Kyrgyz Daze

The Kyrgyz Republic is again in turmoil. President Kurmanbek Bakiyev fled on Wednesday after violence claimed scores of lives. Like the “Tulip” revolution that toppled President Askar Akeyev in 2005, this one started in Talas, the northwestern most state, and then spread to Bishkek, the country capitol. In 2005, Akeyev avoided the mob by a hair. It seems as if a similar thing happened to Bakiyev.

For an American, I share a rare intimacy with the Kyrgyz Republic. From September 2004 to November 2006, I was one 7 of foreigners (and three Americans) living in Talas City, the capitol of Talas, where I worked as a PeaceCorps volunteer. I socialized with all the politically active young people–they helped forge my love for cheap vodka in 50 gram increments–so there’s a high probability I know many of the primary participants. According to news reports, many members of the “opposition” in Talas City were detained. I pray for my friends. People get boiled in that part of the world.
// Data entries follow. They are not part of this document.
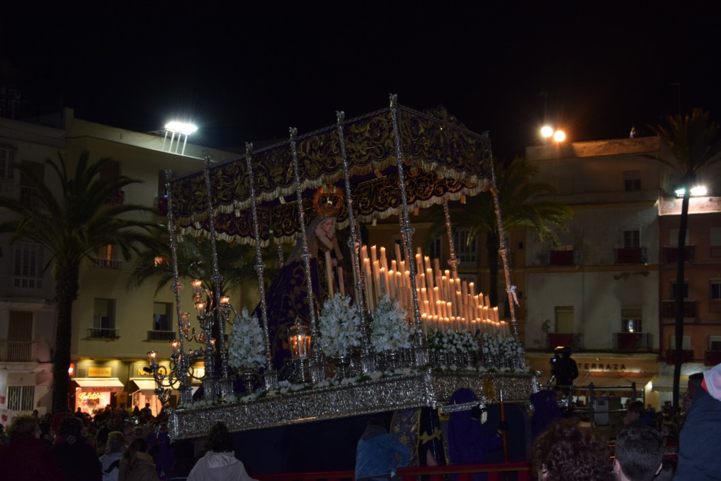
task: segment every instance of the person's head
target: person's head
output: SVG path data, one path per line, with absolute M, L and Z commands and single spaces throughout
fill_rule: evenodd
M 534 442 L 534 467 L 540 481 L 610 481 L 606 440 L 574 419 L 554 421 Z
M 643 408 L 643 401 L 632 401 L 629 404 L 626 410 L 626 415 L 624 416 L 624 424 L 628 425 L 633 424 L 645 414 L 646 411 Z
M 661 460 L 661 470 L 653 478 L 653 481 L 673 481 L 677 464 L 676 459 L 664 456 Z
M 614 472 L 622 480 L 651 481 L 661 469 L 663 441 L 653 428 L 633 424 L 616 437 Z
M 123 426 L 123 438 L 125 439 L 125 446 L 130 446 L 135 437 L 135 429 L 132 424 L 126 423 Z
M 696 389 L 701 387 L 701 383 L 704 380 L 704 373 L 697 372 L 689 376 L 689 384 L 684 394 L 684 400 L 681 402 L 681 410 L 684 412 L 688 412 L 691 409 L 691 403 L 694 401 L 694 394 Z
M 107 433 L 107 444 L 105 445 L 105 453 L 121 453 L 125 449 L 125 438 L 120 431 L 110 431 Z
M 661 425 L 660 433 L 662 438 L 678 436 L 678 426 L 676 425 L 676 423 L 664 421 L 663 424 Z
M 208 433 L 205 446 L 216 453 L 231 452 L 233 451 L 233 437 L 224 424 L 216 423 Z
M 61 422 L 58 434 L 67 434 L 79 437 L 84 434 L 84 428 L 85 425 L 83 424 L 82 420 L 75 416 L 67 416 Z
M 329 237 L 332 237 L 332 234 L 335 232 L 335 217 L 326 217 L 322 221 L 320 221 L 321 229 L 325 232 L 326 235 Z
M 8 433 L 11 439 L 35 438 L 40 433 L 37 420 L 32 415 L 15 416 L 10 423 Z
M 148 441 L 143 438 L 136 438 L 123 451 L 123 459 L 125 460 L 125 469 L 131 471 L 138 462 L 138 454 L 148 452 Z

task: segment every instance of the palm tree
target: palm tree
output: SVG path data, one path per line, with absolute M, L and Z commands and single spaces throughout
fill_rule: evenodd
M 52 254 L 45 268 L 53 265 L 56 281 L 58 322 L 53 359 L 53 409 L 56 412 L 68 407 L 72 310 L 79 288 L 81 261 L 108 244 L 117 246 L 129 259 L 140 247 L 157 244 L 156 236 L 151 235 L 154 224 L 131 218 L 138 213 L 154 212 L 153 209 L 113 202 L 121 189 L 138 181 L 125 176 L 101 179 L 100 171 L 110 159 L 89 164 L 89 156 L 87 151 L 80 155 L 74 173 L 68 172 L 60 154 L 59 162 L 45 161 L 59 181 L 57 193 L 32 169 L 16 165 L 32 187 L 31 198 L 21 202 L 0 197 L 0 207 L 17 214 L 14 219 L 0 223 L 0 233 L 12 233 L 12 242 L 37 242 Z
M 721 160 L 721 136 L 719 125 L 709 118 L 702 109 L 694 109 L 691 115 L 668 115 L 666 125 L 650 126 L 671 151 L 668 160 L 650 156 L 669 166 L 678 176 L 684 188 L 678 221 L 678 264 L 676 269 L 676 363 L 673 369 L 673 407 L 678 407 L 681 382 L 681 349 L 684 347 L 684 264 L 686 253 L 686 232 L 689 224 L 689 200 L 699 172 Z
M 501 221 L 506 231 L 530 229 L 539 240 L 557 244 L 554 228 L 565 230 L 565 221 L 573 211 L 565 204 L 543 198 L 555 190 L 548 184 L 533 182 L 538 172 L 537 166 L 520 157 L 508 164 L 496 164 Z M 474 242 L 477 236 L 485 235 L 490 275 L 488 296 L 491 306 L 497 306 L 499 229 L 492 195 L 483 192 L 469 198 L 464 206 L 456 203 L 451 209 L 451 219 L 454 227 L 469 230 L 469 242 Z M 433 230 L 437 232 L 438 229 L 436 226 Z

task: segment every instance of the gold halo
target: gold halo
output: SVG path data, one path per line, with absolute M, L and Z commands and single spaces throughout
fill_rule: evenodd
M 313 195 L 313 208 L 319 216 L 335 217 L 342 208 L 345 200 L 340 187 L 328 184 L 319 187 Z

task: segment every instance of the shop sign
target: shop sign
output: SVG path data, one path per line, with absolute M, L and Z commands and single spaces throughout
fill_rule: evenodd
M 102 396 L 102 394 L 97 392 L 79 392 L 76 394 L 76 396 L 79 402 L 85 402 L 87 401 L 99 401 L 100 400 L 100 398 Z
M 88 368 L 88 377 L 112 377 L 112 369 L 90 366 Z

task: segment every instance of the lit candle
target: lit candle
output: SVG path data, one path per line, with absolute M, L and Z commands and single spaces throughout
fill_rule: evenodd
M 193 294 L 196 296 L 200 295 L 202 292 L 200 288 L 203 286 L 203 281 L 200 279 L 193 279 L 190 283 L 193 284 Z
M 338 288 L 340 290 L 340 295 L 345 297 L 345 280 L 343 278 L 343 268 L 339 265 L 337 269 L 338 272 Z
M 330 251 L 325 252 L 325 278 L 328 283 L 328 297 L 333 296 L 333 264 L 330 258 Z

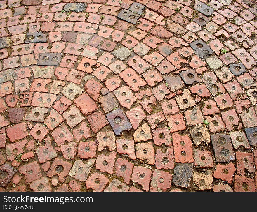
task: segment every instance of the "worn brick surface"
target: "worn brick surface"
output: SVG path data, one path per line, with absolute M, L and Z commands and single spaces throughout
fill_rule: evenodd
M 136 1 L 0 3 L 0 190 L 256 189 L 256 2 Z

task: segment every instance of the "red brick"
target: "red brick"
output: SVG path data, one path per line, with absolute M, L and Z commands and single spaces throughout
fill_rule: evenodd
M 97 169 L 103 172 L 112 174 L 113 173 L 116 152 L 112 152 L 108 156 L 99 155 L 96 158 L 95 166 Z
M 187 135 L 180 135 L 177 132 L 172 134 L 175 162 L 192 163 L 194 162 L 192 142 Z
M 235 171 L 234 165 L 232 163 L 224 165 L 218 163 L 215 167 L 213 176 L 231 183 Z
M 134 180 L 142 186 L 142 189 L 148 191 L 151 181 L 152 172 L 150 169 L 140 166 L 135 166 L 131 179 Z
M 170 188 L 172 175 L 164 171 L 154 169 L 151 182 L 150 191 L 166 191 Z
M 10 127 L 6 129 L 7 136 L 11 142 L 19 140 L 29 135 L 27 125 L 25 122 L 17 124 Z

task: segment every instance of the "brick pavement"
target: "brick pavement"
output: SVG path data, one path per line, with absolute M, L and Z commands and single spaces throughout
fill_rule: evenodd
M 256 15 L 1 1 L 0 191 L 256 191 Z

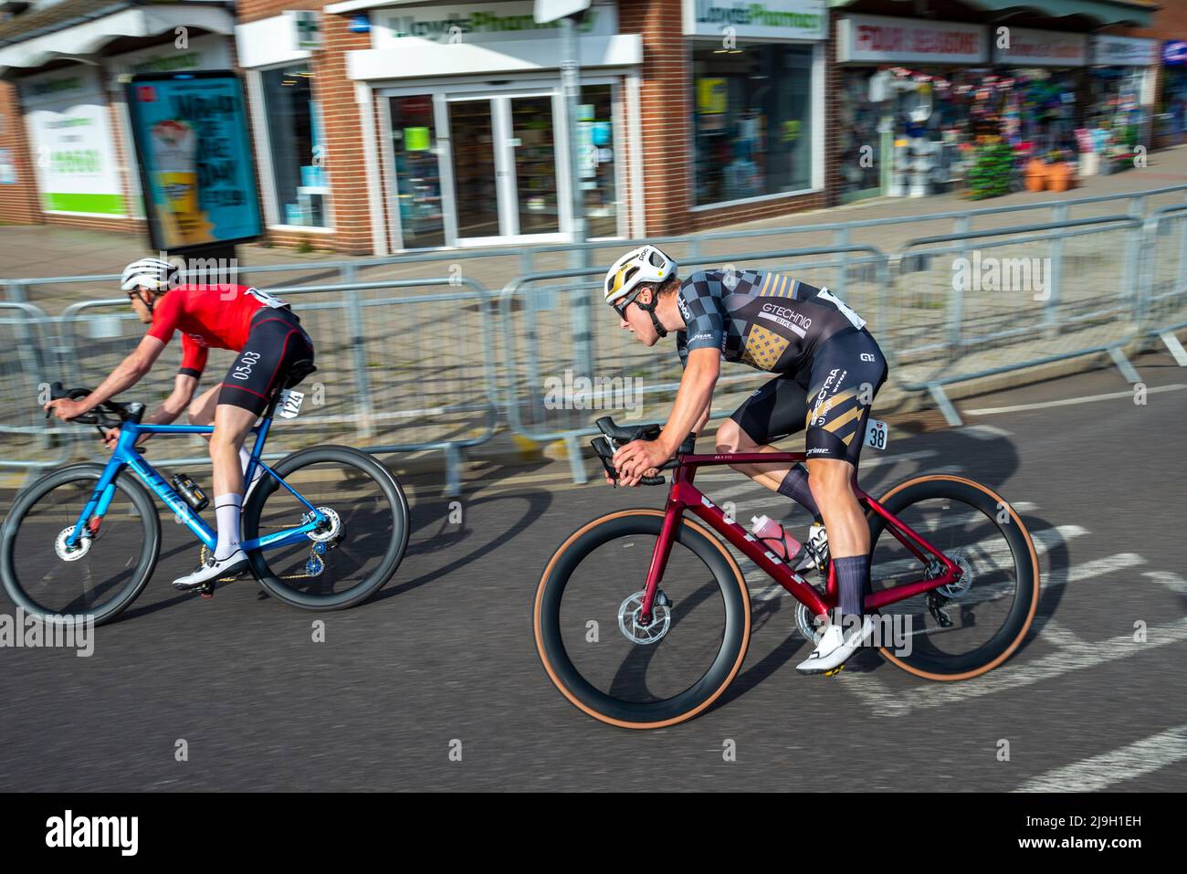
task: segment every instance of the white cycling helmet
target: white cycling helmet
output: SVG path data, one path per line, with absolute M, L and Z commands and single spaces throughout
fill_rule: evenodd
M 123 268 L 120 287 L 132 291 L 144 286 L 150 291 L 169 291 L 177 285 L 177 266 L 160 258 L 141 258 Z
M 626 297 L 641 283 L 664 283 L 675 276 L 677 262 L 655 246 L 631 249 L 605 274 L 605 302 L 612 304 Z

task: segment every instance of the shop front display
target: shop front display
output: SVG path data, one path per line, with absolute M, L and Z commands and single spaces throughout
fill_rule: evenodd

I use quotation marks around “opposition” because a singular grouping is misleading. Talas, where these revolutions started, and Bishkek, where they finished, are like apples and oranges. The people of Talas are stereotyped as prideful. We say, “don’t mess with Texas”; the Kyrgyz say, “never fight a guy from Talas.” They are also stereotyped as backwards, because Talas is largely rural and isolated by steep mountains on all sides. Bishkek , on the other hand, is just like every other capitol mega-city in the developing world: bloated with immigration from the countryside, and riddled with crime.

The distinction is important because these revolutions easily change for the worse as they cross the mountains from Talas to the capitol. Shortly after the February 2005 parliamentary elections, the men of Talas started gathering in front of the local executive office building, and they waited. I could see them from my bedroom window. They were non violent. Many of them were my friends. It was an altogether different vibe in Bishkek. There, the proceedings were organized by regional crime bosses. They bussed in thousands.  A lot of alcohol was consumed, and looting was widespread, although there were few casualties. I hope the impetus wasn’t similarly corrupted this time around, but I suspect it was.

In any case, the prognosis is bleak. In the Kyrgyz Republic, the state is just one more player in the black market, so it doesn’t matter who’s in charge. Everyone knows it: There is even a saying, to the effect of “corruption is a way of life.” One of my most enduring memories, unfortunately, is the languid flip of the wrist with which cops beckoned motorists to the side of the road for a bribe. What struck me was the sense of routine. You slipped your money into your passport, handed it over, received the passport, and drove on. Rinse, wash, repeat.

When it isn’t outright extortion, it’s the soft corruption of nepotism and prejudice. Generally speaking, the magnitude of the abuse increases in lockstep with the legal power accorded to the perpetrator by the state.

If only the Brits had won the Great Game! In India, the British Empire left democracy. In the Kyrgyz Republic, the Soviet Union left a corruptocracy.